There is no free lunch. Every pattern in this section is a specific trade-off along these axes, and the right choice depends on your access patterns, consistency requirements, and budget.
Key Metrics
Before diving into patterns, understand the metrics that define cache effectiveness:
- Hit Rate — Percentage of requests served from cache. Target: 85-99% depending on use case.
- Miss Rate — 1 - Hit Rate. Each miss means a full round-trip to origin.
- Eviction Rate — How often entries are evicted before expiry. High eviction rate means the cache is too small.
- Latency at p50/p99 — Cache hits should be sub-millisecond (in-process) or single-digit ms (distributed).
- Origin Load — Traffic that reaches the source of truth.

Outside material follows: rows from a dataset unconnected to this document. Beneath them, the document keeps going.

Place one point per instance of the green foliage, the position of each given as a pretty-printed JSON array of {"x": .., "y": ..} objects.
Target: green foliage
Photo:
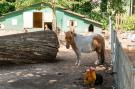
[
  {"x": 6, "y": 7},
  {"x": 103, "y": 5},
  {"x": 129, "y": 23},
  {"x": 117, "y": 6},
  {"x": 11, "y": 1}
]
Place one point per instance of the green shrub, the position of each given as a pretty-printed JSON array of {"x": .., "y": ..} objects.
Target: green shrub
[{"x": 128, "y": 23}]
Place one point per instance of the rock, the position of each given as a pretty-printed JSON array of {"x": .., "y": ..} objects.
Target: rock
[
  {"x": 41, "y": 45},
  {"x": 52, "y": 81}
]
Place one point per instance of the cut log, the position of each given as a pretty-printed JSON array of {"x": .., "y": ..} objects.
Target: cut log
[{"x": 41, "y": 45}]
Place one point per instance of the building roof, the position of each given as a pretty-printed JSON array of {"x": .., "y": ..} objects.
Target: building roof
[{"x": 64, "y": 9}]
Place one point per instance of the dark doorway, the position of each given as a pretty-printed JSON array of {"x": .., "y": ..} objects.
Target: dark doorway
[
  {"x": 91, "y": 28},
  {"x": 37, "y": 19},
  {"x": 49, "y": 24}
]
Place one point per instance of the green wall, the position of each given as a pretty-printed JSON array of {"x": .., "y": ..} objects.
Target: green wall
[{"x": 61, "y": 16}]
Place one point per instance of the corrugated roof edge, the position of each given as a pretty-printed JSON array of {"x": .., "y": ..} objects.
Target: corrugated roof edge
[{"x": 65, "y": 9}]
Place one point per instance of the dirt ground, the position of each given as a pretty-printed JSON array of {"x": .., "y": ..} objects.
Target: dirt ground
[{"x": 59, "y": 74}]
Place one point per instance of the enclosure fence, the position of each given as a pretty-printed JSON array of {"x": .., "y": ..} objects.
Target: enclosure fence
[{"x": 124, "y": 71}]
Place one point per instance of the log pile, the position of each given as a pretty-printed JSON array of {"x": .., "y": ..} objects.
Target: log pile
[{"x": 41, "y": 45}]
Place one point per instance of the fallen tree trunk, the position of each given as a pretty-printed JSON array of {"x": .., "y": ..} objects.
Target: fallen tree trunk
[{"x": 41, "y": 45}]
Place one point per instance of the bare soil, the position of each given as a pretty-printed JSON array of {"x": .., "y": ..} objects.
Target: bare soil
[{"x": 58, "y": 74}]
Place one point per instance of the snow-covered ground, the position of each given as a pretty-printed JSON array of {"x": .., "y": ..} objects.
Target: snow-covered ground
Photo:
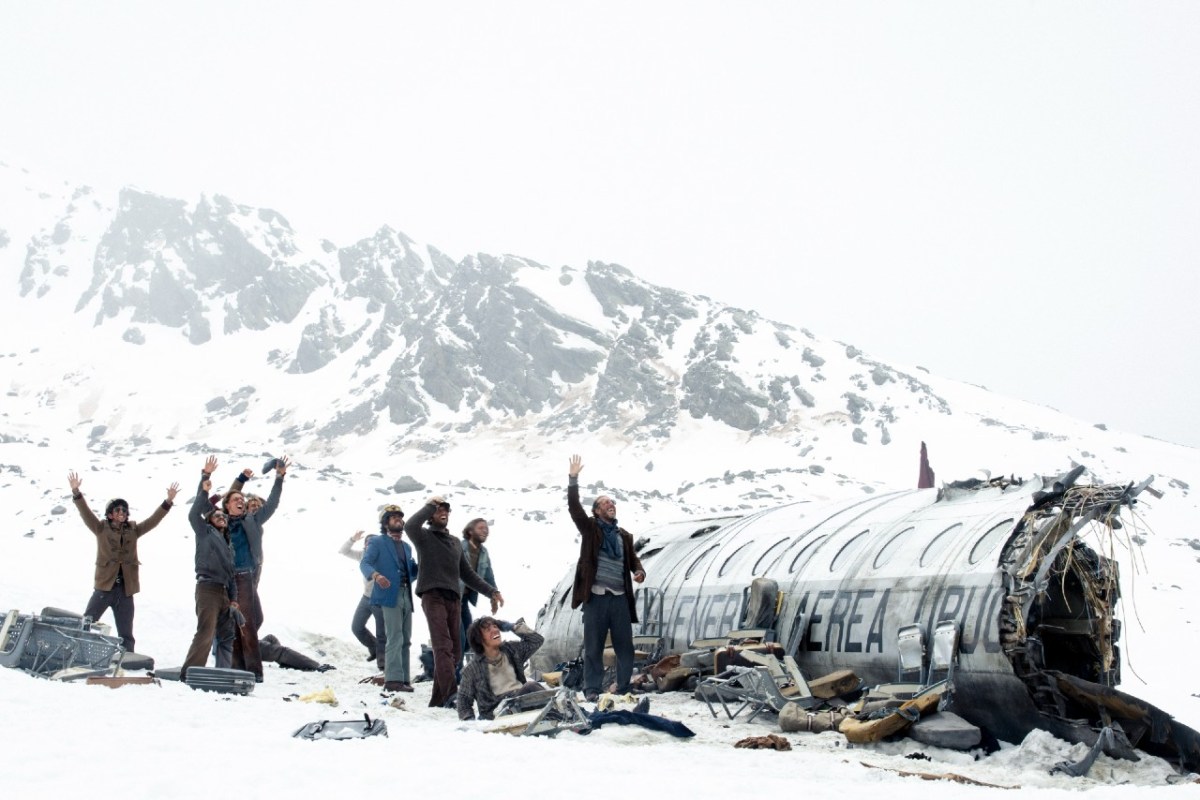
[{"x": 169, "y": 740}]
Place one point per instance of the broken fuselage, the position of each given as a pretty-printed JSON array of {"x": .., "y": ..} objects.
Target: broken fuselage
[{"x": 1005, "y": 560}]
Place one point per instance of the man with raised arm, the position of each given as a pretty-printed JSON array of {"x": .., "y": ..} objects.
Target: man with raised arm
[
  {"x": 604, "y": 577},
  {"x": 388, "y": 563},
  {"x": 115, "y": 581},
  {"x": 216, "y": 589},
  {"x": 443, "y": 565}
]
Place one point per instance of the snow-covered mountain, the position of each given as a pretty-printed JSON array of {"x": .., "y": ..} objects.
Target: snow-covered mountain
[
  {"x": 228, "y": 328},
  {"x": 143, "y": 332}
]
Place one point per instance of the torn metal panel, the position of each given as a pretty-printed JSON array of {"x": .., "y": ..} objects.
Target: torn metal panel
[{"x": 1002, "y": 560}]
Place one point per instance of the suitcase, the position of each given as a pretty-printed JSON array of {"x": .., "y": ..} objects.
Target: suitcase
[{"x": 216, "y": 679}]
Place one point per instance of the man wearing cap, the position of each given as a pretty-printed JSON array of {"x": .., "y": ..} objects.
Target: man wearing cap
[
  {"x": 117, "y": 555},
  {"x": 603, "y": 585},
  {"x": 388, "y": 563},
  {"x": 216, "y": 588},
  {"x": 443, "y": 565}
]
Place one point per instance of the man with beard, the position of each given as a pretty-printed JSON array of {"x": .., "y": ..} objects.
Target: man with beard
[
  {"x": 246, "y": 536},
  {"x": 388, "y": 563},
  {"x": 216, "y": 591},
  {"x": 603, "y": 585},
  {"x": 115, "y": 581},
  {"x": 473, "y": 537},
  {"x": 443, "y": 566},
  {"x": 498, "y": 669}
]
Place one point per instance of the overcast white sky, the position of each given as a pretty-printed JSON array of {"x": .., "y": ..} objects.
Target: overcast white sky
[{"x": 1003, "y": 193}]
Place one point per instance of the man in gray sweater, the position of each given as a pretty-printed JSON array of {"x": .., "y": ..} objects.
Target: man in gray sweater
[{"x": 443, "y": 566}]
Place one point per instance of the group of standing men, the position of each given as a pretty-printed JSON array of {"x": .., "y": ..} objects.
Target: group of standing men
[
  {"x": 441, "y": 576},
  {"x": 448, "y": 575}
]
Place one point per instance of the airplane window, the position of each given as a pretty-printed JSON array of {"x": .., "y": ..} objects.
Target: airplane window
[
  {"x": 730, "y": 560},
  {"x": 759, "y": 566},
  {"x": 847, "y": 549},
  {"x": 988, "y": 541},
  {"x": 701, "y": 558},
  {"x": 891, "y": 547},
  {"x": 807, "y": 552},
  {"x": 936, "y": 547}
]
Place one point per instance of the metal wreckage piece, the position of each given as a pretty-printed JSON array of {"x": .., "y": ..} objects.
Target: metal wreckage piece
[
  {"x": 64, "y": 648},
  {"x": 1002, "y": 561}
]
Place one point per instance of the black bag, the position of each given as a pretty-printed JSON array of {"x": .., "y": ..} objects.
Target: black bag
[
  {"x": 343, "y": 729},
  {"x": 573, "y": 674}
]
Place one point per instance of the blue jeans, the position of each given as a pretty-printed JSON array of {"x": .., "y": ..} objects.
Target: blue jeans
[{"x": 397, "y": 620}]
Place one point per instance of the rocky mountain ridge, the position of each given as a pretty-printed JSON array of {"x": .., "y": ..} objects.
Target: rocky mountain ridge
[{"x": 395, "y": 348}]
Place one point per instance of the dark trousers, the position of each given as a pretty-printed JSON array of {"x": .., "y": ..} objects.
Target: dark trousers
[
  {"x": 443, "y": 615},
  {"x": 377, "y": 643},
  {"x": 245, "y": 639},
  {"x": 604, "y": 614},
  {"x": 213, "y": 619},
  {"x": 123, "y": 611},
  {"x": 258, "y": 603}
]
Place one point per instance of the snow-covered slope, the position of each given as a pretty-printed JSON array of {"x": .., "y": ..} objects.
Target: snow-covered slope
[{"x": 145, "y": 332}]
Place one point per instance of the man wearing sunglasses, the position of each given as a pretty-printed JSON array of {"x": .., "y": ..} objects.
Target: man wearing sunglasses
[{"x": 115, "y": 581}]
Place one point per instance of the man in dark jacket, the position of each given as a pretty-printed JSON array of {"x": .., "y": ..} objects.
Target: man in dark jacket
[
  {"x": 498, "y": 669},
  {"x": 246, "y": 536},
  {"x": 115, "y": 581},
  {"x": 443, "y": 565},
  {"x": 473, "y": 537},
  {"x": 216, "y": 590},
  {"x": 603, "y": 585},
  {"x": 388, "y": 563}
]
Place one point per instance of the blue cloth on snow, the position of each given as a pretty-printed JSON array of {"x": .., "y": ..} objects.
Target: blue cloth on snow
[{"x": 677, "y": 729}]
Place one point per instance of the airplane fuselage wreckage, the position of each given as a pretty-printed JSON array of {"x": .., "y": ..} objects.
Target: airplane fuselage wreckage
[{"x": 1002, "y": 561}]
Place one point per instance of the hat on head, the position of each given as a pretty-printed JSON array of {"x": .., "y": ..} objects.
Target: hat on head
[{"x": 389, "y": 510}]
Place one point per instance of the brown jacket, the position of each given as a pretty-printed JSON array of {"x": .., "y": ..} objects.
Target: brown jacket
[
  {"x": 117, "y": 548},
  {"x": 589, "y": 552}
]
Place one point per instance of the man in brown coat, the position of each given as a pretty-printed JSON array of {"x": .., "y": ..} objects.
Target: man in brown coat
[
  {"x": 117, "y": 555},
  {"x": 604, "y": 585}
]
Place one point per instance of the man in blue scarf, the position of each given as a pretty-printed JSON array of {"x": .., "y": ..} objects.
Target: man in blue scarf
[{"x": 604, "y": 577}]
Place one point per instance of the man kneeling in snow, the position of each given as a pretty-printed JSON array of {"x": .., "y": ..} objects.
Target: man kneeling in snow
[{"x": 498, "y": 669}]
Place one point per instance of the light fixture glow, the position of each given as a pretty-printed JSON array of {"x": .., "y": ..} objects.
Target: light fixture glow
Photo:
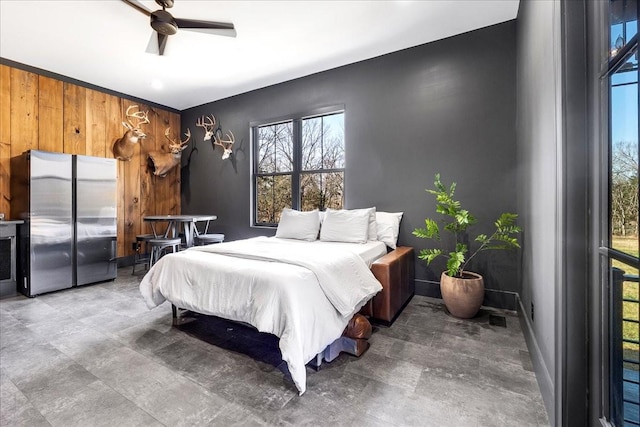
[{"x": 156, "y": 84}]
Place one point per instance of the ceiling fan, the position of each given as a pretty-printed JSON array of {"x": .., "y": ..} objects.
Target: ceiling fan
[{"x": 164, "y": 24}]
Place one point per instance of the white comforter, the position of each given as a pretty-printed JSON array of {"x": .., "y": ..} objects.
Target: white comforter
[{"x": 301, "y": 292}]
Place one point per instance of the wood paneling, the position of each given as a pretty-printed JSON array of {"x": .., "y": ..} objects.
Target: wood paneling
[
  {"x": 96, "y": 119},
  {"x": 5, "y": 139},
  {"x": 74, "y": 116},
  {"x": 38, "y": 112},
  {"x": 50, "y": 107},
  {"x": 24, "y": 111}
]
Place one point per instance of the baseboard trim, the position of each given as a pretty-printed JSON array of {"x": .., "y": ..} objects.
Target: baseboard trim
[
  {"x": 545, "y": 382},
  {"x": 505, "y": 300}
]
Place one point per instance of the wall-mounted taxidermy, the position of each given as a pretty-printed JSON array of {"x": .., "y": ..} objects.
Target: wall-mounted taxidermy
[
  {"x": 226, "y": 144},
  {"x": 160, "y": 162},
  {"x": 210, "y": 130},
  {"x": 123, "y": 147}
]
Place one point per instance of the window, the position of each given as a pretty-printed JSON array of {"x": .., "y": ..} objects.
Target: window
[
  {"x": 619, "y": 233},
  {"x": 298, "y": 163}
]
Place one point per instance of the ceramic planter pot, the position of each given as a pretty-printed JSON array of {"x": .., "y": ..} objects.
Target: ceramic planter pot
[{"x": 462, "y": 296}]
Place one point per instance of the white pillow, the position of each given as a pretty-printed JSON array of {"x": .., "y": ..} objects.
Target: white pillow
[
  {"x": 373, "y": 228},
  {"x": 388, "y": 227},
  {"x": 351, "y": 226},
  {"x": 298, "y": 225}
]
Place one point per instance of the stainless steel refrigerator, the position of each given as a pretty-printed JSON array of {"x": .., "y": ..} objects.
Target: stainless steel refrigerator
[{"x": 68, "y": 203}]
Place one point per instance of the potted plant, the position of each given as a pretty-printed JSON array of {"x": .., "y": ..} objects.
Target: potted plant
[{"x": 462, "y": 290}]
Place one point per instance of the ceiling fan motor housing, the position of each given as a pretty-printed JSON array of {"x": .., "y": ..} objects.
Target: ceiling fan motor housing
[
  {"x": 163, "y": 23},
  {"x": 165, "y": 3}
]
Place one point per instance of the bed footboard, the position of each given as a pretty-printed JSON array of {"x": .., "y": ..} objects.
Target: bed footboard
[{"x": 395, "y": 271}]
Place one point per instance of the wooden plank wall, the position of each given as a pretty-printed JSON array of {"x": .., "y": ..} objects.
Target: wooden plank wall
[{"x": 42, "y": 113}]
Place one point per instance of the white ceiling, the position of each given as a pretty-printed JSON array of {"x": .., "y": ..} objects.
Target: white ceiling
[{"x": 103, "y": 42}]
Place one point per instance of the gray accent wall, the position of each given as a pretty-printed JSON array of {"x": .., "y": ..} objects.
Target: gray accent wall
[
  {"x": 539, "y": 156},
  {"x": 447, "y": 106}
]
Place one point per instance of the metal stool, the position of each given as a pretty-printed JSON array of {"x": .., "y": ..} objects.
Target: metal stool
[
  {"x": 160, "y": 245},
  {"x": 141, "y": 255},
  {"x": 208, "y": 239}
]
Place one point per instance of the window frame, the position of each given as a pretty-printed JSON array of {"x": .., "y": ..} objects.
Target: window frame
[{"x": 296, "y": 120}]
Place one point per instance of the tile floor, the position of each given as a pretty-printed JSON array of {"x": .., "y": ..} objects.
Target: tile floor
[{"x": 95, "y": 356}]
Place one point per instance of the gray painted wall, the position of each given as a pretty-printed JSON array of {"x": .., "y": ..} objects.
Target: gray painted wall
[
  {"x": 447, "y": 106},
  {"x": 538, "y": 89}
]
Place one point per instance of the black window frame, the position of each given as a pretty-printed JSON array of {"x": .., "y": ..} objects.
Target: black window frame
[{"x": 296, "y": 120}]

Caching should reduce this by 10-100x.
- Stale Serve Rate — Percentage of responses served from expired cache entries. Acceptable in some systems, fatal in others.
- Memory Utilization — How efficiently cache memory is used. Overprovisioning wastes money; underprovisioning causes thrashing.
Prerequisites
This section assumes familiarity with:
- Basic data structures (hash maps, linked lists)
- Network fundamentals (HTTP, TCP/IP)
- Database basics (reads, writes, indexes)
- Asynchronous programming in TypeScript/JavaScript
No prior caching knowledge is required — we build from first principles.